A fresh row is developing over a flagship training programme designed to help vulnerable youngsters into jobs or further learning.
Funding chiefs this week made it clear that disadvantaged teenagers should be recruited for Entry to Employment (E2E) programmes only if they can move into work or training within 22 weeks.
But training providers have reacted with fury, saying that the restrictions will bar young people who may need a year or more to acquire the skills and confidence to be ready for work.
Caroline Neville, director of learning at the Learning and Skills Council, denied that it is "cutting adrift" thousands of teenagers who are not in education, employment, or training. She said: "Recent actions are designed to ensure that their needs are best served by the significant funding we have made available.
"We know from our data that a significant proportion of learners are staying on programmes much longer than the planning assumption of 22 weeks.
"We haven't introduced a time limit but we have asked providers to review the progress of such learners to ensure that the programme continues to be suitable. E2E is a groundbreaking programme for which recruitment has been excellent. We want to make sure that the right people are benefiting."
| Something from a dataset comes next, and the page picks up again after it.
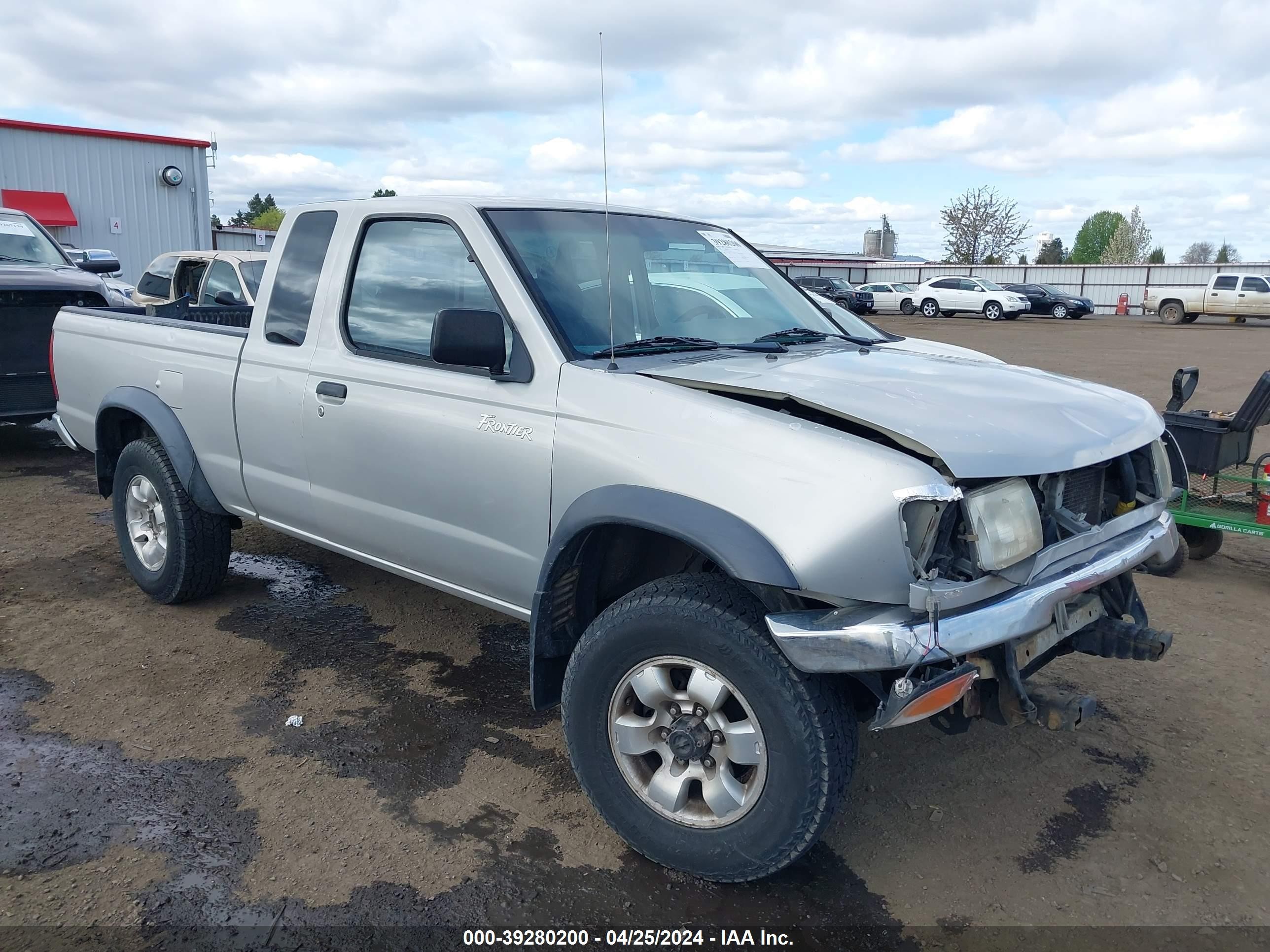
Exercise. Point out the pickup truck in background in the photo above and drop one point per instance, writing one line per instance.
(736, 518)
(1236, 296)
(225, 278)
(36, 280)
The TES recently reported that an estimated 9,000 teenagers will be turned away from courses as the E2E programme is left with the same pound;240 million budget as last year.
The Association of Learning Providers warned Education Secretary Charles Clarke and Chancellor Gordon Brown that there would be social consequences if E2E did not get funding for growth.
Graham Hoyle, ALP's chief executive, reiterated those concerns this week.
Writing in the ALP newsletter Countdown, he said he is aware that the LSC intends diverting applicants onto longer college courses. This, he stated, is despite the fact that the Connexions service continues to recommend E2E.
He added: "Those teenagers not in training or education have already decided to leave school and chosen not to accept offerings at their local college. I am therefore amazed that the LSC feel this is a better solution."
Richard Jackson, who runs Camden Jobtrain, London's largest E2E programme with 273 participants, said: "Established providers despair at the prospect of this long-awaited course now resembling little more than a conveyor belt experience, accessible only to the elite of the not-in-training-or-education group.
"It means we can't take people who have complex problems of illiteracy, innumeracy, homelessness, or drug and alcohol problems. It is criminal."
But Ms Neville said: "Our actions are designed to ensure that more of the most deprived are able to achieve their potential by successfully progressing from E2E to a job or further learning. I urge all providers to work with us to make E2E a truly successful programme."